Wenn Sie zum Beispiel noch einen Niedertemperaturkessel besitzen und auf effiziente Brennwerttechnik umrüsten möchten, können Sie sich diese Effizienzmaßnahme von der Kreditanstalt für Wiederaufbau (KfW) oder vom Bundesamt für Wirtschaft und Ausfuhrkontrolle (BAFA) fördern lassen. Das BAFA bietet sogar einen speziellen „Kesseltauschbonus“ in Höhe von 500 € an. Zudem können Sie eine BAFA-Förderung erhalten, wenn Sie Ihre Gasheizung mit erneuerbaren Energien, etwa einer Solarthermie-Anlage, kombinieren. Von der KfW erhalten Sie auf Antrag Kredite zu günstigen Konditionen und Zuschüsse. Mit dem KfW-Kredit 151/152 etwa können Sie eine Kreditsumme für Einzelmaßnahmen von bis zu 50.000 € erhalten. Egal, ob KfW- oder BAFA-Förderung – die Sanierungsmaßnahmen müssen eine energetische Verbesserung aufweisen und den CO2-Ausstoß senken, damit sie genehmigt werden.

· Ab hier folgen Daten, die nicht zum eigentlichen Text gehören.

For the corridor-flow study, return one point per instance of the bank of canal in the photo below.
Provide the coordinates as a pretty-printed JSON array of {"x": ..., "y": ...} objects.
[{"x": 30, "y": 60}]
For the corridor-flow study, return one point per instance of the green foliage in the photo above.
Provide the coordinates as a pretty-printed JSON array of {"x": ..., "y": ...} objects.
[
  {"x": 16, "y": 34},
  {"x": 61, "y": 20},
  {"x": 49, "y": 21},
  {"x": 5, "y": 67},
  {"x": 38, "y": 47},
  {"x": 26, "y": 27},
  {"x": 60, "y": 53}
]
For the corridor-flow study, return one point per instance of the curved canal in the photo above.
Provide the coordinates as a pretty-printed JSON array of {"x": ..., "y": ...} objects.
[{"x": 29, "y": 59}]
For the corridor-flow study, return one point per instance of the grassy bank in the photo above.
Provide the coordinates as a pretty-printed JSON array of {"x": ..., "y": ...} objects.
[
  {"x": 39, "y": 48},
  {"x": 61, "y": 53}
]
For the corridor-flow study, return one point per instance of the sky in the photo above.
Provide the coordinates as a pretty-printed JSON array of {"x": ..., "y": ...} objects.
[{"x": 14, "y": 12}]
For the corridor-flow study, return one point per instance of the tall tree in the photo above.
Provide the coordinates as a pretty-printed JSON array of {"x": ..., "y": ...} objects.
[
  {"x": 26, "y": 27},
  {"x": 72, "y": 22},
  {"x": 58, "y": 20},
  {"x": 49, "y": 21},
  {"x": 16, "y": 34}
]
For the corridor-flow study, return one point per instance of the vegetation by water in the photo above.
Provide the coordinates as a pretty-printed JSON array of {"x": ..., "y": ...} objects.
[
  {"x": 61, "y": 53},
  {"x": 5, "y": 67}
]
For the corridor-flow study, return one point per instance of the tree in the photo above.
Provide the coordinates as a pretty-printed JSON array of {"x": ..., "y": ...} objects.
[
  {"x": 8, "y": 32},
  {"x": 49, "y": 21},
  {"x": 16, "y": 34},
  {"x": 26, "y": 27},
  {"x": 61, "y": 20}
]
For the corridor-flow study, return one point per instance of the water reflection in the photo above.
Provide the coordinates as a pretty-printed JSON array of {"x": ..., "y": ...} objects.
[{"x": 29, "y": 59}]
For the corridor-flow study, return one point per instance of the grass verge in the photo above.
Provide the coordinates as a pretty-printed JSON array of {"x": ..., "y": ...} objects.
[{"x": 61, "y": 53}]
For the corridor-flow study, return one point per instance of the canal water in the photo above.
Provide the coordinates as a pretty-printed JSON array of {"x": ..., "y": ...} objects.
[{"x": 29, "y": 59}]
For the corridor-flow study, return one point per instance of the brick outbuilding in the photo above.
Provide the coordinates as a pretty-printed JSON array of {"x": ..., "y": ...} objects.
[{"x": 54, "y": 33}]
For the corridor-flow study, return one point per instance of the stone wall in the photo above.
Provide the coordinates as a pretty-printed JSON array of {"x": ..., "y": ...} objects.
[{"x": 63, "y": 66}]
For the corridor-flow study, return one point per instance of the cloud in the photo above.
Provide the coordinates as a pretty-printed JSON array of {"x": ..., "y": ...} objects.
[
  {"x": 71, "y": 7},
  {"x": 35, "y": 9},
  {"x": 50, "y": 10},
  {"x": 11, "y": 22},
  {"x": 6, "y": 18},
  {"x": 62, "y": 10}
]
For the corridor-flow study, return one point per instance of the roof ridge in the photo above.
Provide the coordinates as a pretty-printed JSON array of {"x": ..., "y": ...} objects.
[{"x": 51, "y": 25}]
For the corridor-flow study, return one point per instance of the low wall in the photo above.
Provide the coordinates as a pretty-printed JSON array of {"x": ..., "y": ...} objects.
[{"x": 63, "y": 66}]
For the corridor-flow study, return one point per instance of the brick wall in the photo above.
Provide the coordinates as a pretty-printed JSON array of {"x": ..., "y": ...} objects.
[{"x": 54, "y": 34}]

Kann ich auch mit Biogas heizen?

Sie können mit Biogas heizen, indem Sie einen entsprechenden Tarif auswählen. Üblicherweise handelt es sich dabei um Erdgastarife, denen Biogas beigemischt wird. Häufig beläuft sich der Biogasanteil zwischen 10 und 30 Prozent. Mittlerweile haben einige Versorger auch Tarife im Angebot, die einen 100-prozentigen Biogasanteil aufweisen. Zwar sind diese Tarife üblicherweise etwas teurer als die Angebote für herkömmliches Erdgas, aber dafür wird das Klima unterstützt. Denn beim Verbrennen von Biogas entsteht kein klimaschädliches CO2, das die Atmosphäre belastet.

Eine weitere umweltfreundliche Tarifvariante ist Klimagas. Hier bieten die Gasversorger handelsübliches Erdgas an, verpflichten sich aber die entstehenden CO2-Emissionen auszugleichen. Dies gewährleisten sie, indem sie nationale oder internationale Klima- und Umweltschutzprojekte finanziell unterstützen. Ob Klima- oder Biogas – beides sind klimafreundliche Alternativen zu herkömmlichen Gastarifen.